Alright. Sorry I haven't posted in awhile. I'm half way out of my depression fog. But at least I'm making progress. Right?

It snowed for the first time on the 5th. Snow is still outside. It's so beautiful.. I painted my nails Christmas colors, I do it every year. But I'm kinda pissed 'cause they're already starting to get messed up. They're dry and all. But you know how like 2 hours later if you bump or nail into something it'll leave a massive gash and make it gushy? Yeah..

Annnnyways.
I've become vegan. For so many different reasons. And I'm sticking to it too. I became a vegetarian at the end of January in 2007. My intentions, at first, were to become vegan. But I couldn't manage that. Sooo now, almost two years later, I've finally become one. I feel like it's been 3 years? Like I'm miscounting by one year. But I don't know. Not thinking clearly.
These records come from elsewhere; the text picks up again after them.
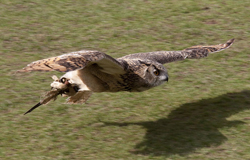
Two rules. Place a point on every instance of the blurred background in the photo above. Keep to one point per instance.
(201, 113)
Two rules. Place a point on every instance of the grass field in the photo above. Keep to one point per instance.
(203, 112)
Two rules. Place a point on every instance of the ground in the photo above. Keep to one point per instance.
(201, 113)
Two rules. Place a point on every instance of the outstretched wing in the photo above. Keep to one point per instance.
(194, 52)
(75, 60)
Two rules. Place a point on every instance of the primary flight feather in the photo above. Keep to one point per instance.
(94, 71)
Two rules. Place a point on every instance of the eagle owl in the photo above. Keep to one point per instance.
(94, 71)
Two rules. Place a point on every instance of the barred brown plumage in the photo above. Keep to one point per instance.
(94, 71)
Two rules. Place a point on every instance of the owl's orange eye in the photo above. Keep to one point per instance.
(156, 72)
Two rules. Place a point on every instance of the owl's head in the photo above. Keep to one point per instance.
(155, 73)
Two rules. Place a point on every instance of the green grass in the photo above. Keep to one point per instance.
(202, 113)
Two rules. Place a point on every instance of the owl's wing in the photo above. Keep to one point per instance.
(76, 60)
(194, 52)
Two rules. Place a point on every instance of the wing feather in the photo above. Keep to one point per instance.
(75, 60)
(194, 52)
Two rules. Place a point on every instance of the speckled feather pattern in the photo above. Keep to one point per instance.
(94, 71)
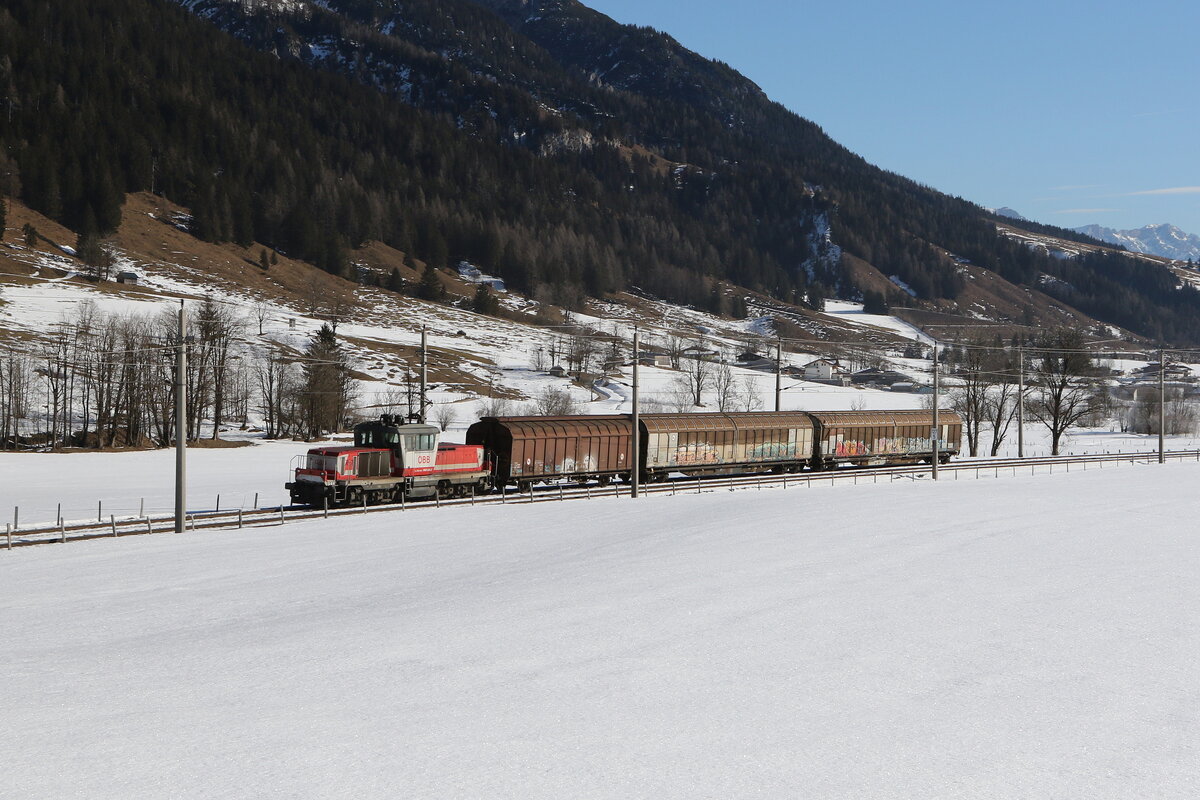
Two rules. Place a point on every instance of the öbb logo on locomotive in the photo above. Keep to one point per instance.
(391, 461)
I think I started the 3rd of this month. Just wanna document this so I remember the exact date this time. aha. And I'm doing really good. I know I wont end up going back to eating dairy products or using any products associated with the cruel usage of animals.. My mind is set.
Obviously Peta is what opened my eyes to everything. I've known about Peta for a long time now. But never did I actually comprehend the cruel things going on with animals, other than them being slaughtered for someone's stomach to be filled temporarily. Anyways, I was reading a Peta2 vegan recipe booklet and I was reading all these sad, sad, sad, cruel stories about these innocent animals. And I must have been extra emotional, because while I was reading it I was hysterically crying - for an hour. haha. But honestly. This world is just so fucked up. I'm sure you're very aware of that.
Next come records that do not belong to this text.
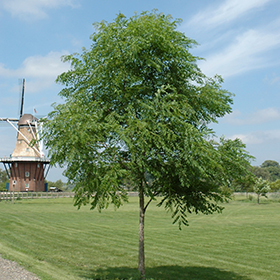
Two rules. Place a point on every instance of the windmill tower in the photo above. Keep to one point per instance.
(27, 166)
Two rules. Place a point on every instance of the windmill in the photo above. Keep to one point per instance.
(27, 166)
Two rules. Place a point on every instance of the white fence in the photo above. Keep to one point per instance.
(33, 195)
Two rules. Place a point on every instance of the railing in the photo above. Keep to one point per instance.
(34, 195)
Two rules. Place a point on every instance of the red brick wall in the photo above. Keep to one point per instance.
(28, 176)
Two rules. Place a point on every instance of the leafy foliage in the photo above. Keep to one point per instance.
(136, 104)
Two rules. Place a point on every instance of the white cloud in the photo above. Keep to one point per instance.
(34, 9)
(40, 71)
(259, 137)
(272, 79)
(228, 11)
(249, 51)
(257, 117)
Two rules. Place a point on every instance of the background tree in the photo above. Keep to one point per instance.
(275, 186)
(3, 180)
(244, 184)
(273, 168)
(260, 172)
(136, 104)
(261, 188)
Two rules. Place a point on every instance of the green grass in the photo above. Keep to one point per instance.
(56, 241)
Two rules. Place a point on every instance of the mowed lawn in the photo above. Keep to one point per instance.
(53, 239)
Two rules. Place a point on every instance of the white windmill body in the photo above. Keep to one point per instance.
(27, 166)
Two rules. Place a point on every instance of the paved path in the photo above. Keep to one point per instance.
(12, 271)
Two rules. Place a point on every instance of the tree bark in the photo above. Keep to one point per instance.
(141, 261)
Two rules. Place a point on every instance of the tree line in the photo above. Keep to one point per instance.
(268, 172)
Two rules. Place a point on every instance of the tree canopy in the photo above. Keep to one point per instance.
(136, 103)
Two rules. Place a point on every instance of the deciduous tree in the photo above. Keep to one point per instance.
(3, 180)
(136, 103)
(261, 188)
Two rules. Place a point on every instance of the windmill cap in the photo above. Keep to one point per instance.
(27, 118)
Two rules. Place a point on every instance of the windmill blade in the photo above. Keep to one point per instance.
(22, 98)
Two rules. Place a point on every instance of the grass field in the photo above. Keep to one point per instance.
(54, 240)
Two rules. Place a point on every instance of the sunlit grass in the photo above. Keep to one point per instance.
(56, 241)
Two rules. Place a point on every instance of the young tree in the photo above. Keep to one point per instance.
(261, 188)
(3, 180)
(136, 104)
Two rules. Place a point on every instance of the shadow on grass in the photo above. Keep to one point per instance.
(163, 273)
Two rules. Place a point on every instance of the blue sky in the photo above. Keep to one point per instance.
(240, 40)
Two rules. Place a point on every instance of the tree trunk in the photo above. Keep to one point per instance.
(141, 261)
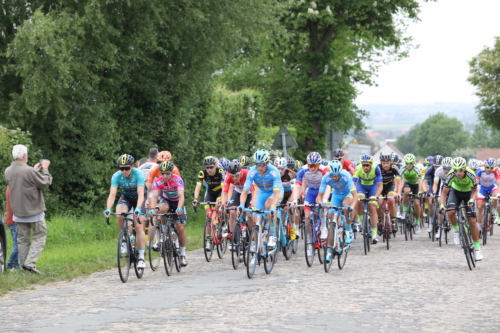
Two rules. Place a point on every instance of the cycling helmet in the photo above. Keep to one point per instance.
(210, 160)
(472, 163)
(335, 168)
(280, 162)
(166, 166)
(385, 157)
(234, 167)
(459, 163)
(244, 160)
(409, 158)
(490, 161)
(164, 156)
(447, 162)
(337, 153)
(366, 158)
(261, 156)
(125, 159)
(223, 162)
(313, 158)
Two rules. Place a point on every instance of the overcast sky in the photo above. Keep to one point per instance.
(450, 34)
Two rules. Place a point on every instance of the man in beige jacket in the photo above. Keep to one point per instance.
(26, 198)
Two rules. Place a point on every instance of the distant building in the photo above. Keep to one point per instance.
(388, 148)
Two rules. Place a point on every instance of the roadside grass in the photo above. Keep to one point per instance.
(79, 246)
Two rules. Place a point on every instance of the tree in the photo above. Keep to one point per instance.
(310, 63)
(407, 143)
(485, 76)
(440, 134)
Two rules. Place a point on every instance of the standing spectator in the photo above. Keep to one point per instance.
(26, 198)
(14, 255)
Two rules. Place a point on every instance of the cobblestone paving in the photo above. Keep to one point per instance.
(414, 286)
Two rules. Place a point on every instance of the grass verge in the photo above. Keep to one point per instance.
(79, 246)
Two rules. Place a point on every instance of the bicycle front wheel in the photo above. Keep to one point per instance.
(124, 255)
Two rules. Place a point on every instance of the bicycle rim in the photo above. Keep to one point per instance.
(307, 243)
(124, 258)
(207, 239)
(250, 253)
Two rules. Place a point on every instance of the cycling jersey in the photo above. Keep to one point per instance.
(268, 182)
(286, 179)
(155, 173)
(367, 179)
(465, 184)
(313, 179)
(169, 189)
(411, 176)
(129, 185)
(215, 182)
(389, 175)
(344, 186)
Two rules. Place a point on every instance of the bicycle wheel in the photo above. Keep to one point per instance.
(236, 246)
(168, 251)
(155, 247)
(124, 254)
(342, 256)
(208, 244)
(252, 252)
(308, 243)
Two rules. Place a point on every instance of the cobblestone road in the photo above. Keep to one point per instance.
(415, 286)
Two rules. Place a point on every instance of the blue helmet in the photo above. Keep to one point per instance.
(314, 158)
(335, 168)
(224, 162)
(261, 156)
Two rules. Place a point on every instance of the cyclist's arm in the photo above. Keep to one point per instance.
(111, 197)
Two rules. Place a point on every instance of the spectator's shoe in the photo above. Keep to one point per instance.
(31, 269)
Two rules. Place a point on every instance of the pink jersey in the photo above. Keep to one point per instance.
(170, 188)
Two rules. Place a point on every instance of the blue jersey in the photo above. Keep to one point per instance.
(343, 186)
(129, 185)
(268, 182)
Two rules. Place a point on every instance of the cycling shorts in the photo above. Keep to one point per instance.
(456, 197)
(172, 207)
(131, 203)
(483, 190)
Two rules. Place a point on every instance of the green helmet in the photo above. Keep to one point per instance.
(409, 158)
(459, 163)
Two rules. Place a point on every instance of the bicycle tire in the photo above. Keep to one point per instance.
(124, 258)
(251, 268)
(308, 242)
(168, 248)
(155, 255)
(207, 239)
(236, 246)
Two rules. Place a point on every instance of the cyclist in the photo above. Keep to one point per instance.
(343, 195)
(309, 178)
(213, 176)
(233, 186)
(461, 185)
(391, 179)
(488, 179)
(412, 184)
(287, 176)
(168, 193)
(267, 178)
(338, 154)
(132, 183)
(368, 181)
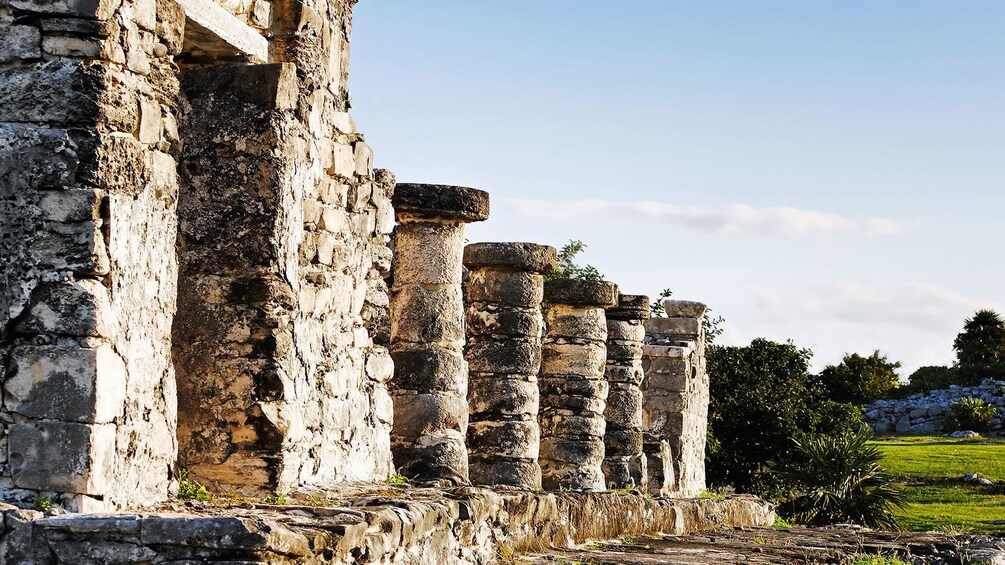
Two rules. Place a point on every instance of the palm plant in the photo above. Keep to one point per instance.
(840, 482)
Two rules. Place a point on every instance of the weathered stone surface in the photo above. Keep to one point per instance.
(573, 292)
(435, 201)
(413, 526)
(504, 324)
(675, 402)
(61, 456)
(507, 288)
(504, 356)
(521, 256)
(69, 384)
(630, 307)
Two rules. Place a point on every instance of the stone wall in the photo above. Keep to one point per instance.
(466, 525)
(87, 145)
(926, 412)
(283, 247)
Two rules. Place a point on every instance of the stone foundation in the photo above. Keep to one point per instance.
(420, 527)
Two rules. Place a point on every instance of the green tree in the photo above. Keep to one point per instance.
(838, 480)
(569, 268)
(859, 379)
(982, 340)
(763, 400)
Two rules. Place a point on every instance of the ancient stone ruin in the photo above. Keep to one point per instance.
(203, 273)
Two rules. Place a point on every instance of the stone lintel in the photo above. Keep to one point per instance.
(518, 255)
(437, 201)
(215, 31)
(271, 85)
(630, 307)
(683, 309)
(573, 292)
(684, 327)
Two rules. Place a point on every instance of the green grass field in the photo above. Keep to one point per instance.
(928, 466)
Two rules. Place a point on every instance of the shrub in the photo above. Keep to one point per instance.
(970, 413)
(839, 481)
(982, 339)
(859, 379)
(763, 399)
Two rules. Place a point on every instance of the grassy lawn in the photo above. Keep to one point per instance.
(928, 464)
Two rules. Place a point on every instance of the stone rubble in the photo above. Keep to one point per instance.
(925, 413)
(504, 326)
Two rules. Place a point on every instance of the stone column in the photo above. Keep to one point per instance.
(675, 406)
(573, 387)
(624, 461)
(429, 387)
(504, 326)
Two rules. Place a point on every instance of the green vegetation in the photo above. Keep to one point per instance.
(874, 559)
(937, 501)
(859, 379)
(189, 490)
(43, 504)
(764, 400)
(838, 481)
(970, 413)
(982, 339)
(397, 480)
(569, 268)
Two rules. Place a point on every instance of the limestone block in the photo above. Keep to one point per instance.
(674, 326)
(19, 42)
(82, 385)
(624, 330)
(416, 415)
(586, 359)
(504, 356)
(683, 309)
(70, 308)
(427, 369)
(92, 9)
(433, 251)
(429, 201)
(483, 320)
(576, 323)
(425, 316)
(61, 456)
(505, 438)
(492, 396)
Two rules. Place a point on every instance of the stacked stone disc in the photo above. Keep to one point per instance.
(624, 461)
(504, 326)
(573, 387)
(427, 330)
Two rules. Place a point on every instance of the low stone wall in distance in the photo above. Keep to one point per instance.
(926, 412)
(380, 525)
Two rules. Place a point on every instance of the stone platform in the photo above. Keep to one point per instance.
(380, 524)
(836, 545)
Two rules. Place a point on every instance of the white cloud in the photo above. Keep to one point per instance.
(733, 219)
(922, 307)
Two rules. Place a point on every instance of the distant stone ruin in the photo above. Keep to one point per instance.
(204, 273)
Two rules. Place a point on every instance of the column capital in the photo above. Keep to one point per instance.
(439, 202)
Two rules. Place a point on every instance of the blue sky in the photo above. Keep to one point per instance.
(822, 171)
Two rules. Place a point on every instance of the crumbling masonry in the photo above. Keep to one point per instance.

It's sad not many people know about the violent, cruel things going on in this world.. not even my family knows, nor will they listen when I try to explain it to them. They're completely stubborn and want to believe what they want to believe in their cannibal minds. :|

If I do have a future. I already know I want to rescue as many animals as possible. Farm animals included. Any animal that needs a home. That's something I really, really want to do in life. I know I wont be able to do that for a very long time. But I want to give my life meaning, and be able to save lives and give animals comfort and happiness. I've always been an animal lover. aha
I'm so corny. But I'm being completely honest right now.

And if I have a family of my own. I'm totally raising vegan children. It's absolutely safe for infants to be vegan and grow up still being vegan. I've done plenty of research. It's actually a lot healthier for babies to grow up that way, a lot healthier than giving your child a pile of fatty, toxic meat and a cup full of toxic, milk pus. Seriously... And the things people do to acheive that glass of milk, and that slice of cheese on your sandwich. It's the most fucking disturbing thing. In many, many ways.

I just wish, that people could take the time out of their 'oh so' busy day, and actually look into this. Look into what you're putting into your system, into your child's system. I am just beyond terrified and disgusted about it all. And that I didn't know about it sooner.